Let's prove that such real number doesn't exist.

Let A be a set of real numbers $A = \{a\in \mathbb{R}: \exist n\in \mathbb{N}\,\, a<n\}$ ,

$B=\mathbb{R}\setminus A = \{b\in \mathbb{R}: \forall n\in \mathbb{N}\,\, b\geq n\}$ .

$\mathbb{N}\subset A$ implies $A\ne \empty$. If, in addition, $B\ne \empty$, then $\forall a\in A \,\forall b\in B\, a< b$ .

Indeed, there exists $n\in N$, such that a<n and, by the definition, $n\leq b$ , therefore a<b.

So we have Dedekind's section of the set of real numbers.

By the Dedekind's axiom of completeness there exists $c\in \mathbb{R}$ , such that $\forall a\in A \,\forall b\in B\, a\leq c\leq b$ .

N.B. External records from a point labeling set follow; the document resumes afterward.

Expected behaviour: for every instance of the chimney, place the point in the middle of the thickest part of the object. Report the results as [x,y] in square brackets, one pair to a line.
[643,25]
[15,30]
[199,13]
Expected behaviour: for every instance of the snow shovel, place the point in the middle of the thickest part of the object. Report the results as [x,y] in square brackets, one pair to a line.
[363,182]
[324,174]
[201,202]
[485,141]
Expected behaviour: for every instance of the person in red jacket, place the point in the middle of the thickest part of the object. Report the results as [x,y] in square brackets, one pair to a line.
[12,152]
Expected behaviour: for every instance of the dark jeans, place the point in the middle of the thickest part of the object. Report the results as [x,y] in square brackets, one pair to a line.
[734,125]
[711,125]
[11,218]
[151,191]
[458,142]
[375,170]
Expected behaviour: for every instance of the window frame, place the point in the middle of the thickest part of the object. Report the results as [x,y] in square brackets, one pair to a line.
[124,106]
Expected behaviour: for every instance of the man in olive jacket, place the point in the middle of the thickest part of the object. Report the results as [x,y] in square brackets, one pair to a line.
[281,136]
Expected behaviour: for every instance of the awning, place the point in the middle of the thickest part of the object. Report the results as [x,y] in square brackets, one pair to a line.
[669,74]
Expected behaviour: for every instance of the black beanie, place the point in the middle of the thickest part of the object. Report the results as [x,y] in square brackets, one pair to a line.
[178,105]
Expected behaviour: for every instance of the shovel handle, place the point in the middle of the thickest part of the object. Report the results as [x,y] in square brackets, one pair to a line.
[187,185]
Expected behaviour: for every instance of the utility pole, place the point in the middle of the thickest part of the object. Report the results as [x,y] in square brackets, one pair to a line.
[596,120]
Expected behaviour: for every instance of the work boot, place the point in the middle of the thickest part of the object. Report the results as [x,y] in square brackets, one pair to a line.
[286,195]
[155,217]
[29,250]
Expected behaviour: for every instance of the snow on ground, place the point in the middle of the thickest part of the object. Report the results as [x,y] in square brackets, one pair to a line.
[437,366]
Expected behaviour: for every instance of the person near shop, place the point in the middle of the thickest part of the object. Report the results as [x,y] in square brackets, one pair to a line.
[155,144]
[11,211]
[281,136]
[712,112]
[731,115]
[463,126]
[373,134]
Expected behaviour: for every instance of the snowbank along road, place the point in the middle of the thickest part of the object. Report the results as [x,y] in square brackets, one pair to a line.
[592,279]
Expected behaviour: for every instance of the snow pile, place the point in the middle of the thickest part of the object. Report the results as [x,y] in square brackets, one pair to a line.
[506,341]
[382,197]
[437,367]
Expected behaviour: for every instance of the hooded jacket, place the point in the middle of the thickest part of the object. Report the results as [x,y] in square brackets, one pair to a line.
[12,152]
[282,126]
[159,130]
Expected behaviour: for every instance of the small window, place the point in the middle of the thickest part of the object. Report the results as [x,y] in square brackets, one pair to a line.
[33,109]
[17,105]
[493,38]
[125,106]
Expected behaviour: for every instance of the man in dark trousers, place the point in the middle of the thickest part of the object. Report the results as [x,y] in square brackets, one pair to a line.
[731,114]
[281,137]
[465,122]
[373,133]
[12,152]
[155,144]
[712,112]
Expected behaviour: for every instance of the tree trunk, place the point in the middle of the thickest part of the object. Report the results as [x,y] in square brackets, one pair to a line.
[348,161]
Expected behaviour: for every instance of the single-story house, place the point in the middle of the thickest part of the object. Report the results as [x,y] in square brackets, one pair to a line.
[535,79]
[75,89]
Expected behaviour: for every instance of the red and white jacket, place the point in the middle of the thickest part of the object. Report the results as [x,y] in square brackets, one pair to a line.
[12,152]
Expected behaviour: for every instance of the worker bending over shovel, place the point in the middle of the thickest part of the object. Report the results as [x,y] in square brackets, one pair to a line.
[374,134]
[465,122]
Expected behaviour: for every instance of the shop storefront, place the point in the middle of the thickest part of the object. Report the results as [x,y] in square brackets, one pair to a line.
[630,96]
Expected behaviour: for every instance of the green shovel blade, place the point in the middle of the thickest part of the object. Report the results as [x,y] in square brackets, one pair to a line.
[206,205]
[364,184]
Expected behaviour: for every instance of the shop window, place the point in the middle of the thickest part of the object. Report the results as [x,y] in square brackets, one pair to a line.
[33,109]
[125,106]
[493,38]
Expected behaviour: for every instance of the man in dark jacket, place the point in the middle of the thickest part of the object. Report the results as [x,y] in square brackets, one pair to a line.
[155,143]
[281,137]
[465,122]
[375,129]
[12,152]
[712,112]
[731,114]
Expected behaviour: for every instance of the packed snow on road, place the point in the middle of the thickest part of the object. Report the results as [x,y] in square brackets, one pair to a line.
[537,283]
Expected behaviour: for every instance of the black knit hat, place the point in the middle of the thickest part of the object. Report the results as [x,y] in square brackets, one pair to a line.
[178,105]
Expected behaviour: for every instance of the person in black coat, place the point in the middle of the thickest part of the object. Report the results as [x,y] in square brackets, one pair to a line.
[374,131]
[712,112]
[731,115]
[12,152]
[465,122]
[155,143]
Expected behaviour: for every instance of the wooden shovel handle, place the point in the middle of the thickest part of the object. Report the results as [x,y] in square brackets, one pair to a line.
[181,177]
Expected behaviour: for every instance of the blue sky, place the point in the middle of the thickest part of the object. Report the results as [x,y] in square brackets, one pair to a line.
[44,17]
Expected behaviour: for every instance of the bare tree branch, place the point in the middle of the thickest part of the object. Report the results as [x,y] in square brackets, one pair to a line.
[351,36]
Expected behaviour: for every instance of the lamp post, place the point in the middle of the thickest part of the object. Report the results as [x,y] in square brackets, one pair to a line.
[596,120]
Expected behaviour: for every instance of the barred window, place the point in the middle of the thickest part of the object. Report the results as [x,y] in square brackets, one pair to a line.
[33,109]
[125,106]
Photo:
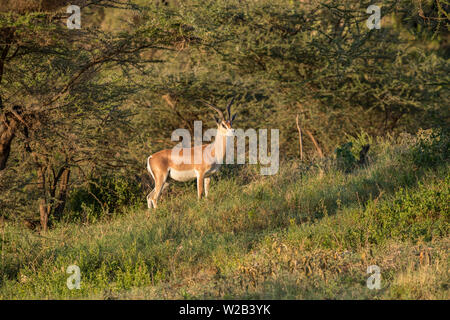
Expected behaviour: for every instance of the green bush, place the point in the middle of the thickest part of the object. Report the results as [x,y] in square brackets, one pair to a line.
[423,213]
[432,148]
[345,159]
[102,196]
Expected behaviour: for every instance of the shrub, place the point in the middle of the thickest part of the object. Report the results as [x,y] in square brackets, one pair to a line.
[102,196]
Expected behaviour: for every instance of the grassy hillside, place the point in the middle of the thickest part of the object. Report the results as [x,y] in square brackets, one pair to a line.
[309,232]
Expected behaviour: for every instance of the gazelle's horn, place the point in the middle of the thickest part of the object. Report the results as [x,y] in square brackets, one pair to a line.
[214,108]
[229,108]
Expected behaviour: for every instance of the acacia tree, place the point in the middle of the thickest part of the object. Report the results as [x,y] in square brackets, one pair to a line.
[63,93]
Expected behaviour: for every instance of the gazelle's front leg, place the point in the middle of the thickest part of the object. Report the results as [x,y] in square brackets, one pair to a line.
[200,183]
[207,181]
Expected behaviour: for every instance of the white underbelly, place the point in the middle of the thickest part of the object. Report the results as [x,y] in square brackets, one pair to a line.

We have $c-1<c$, therefore, $c-1\in A$.

We have $c+1>c$, therefore, $c+1\in B$.

By the definition of the set A we have $\exist n\in \mathbb{N} c-1<n$ and, hence, c+1 < n+2. The last inequality means that c+1 must belong to A. This contradiction proves that $B=\empty$ .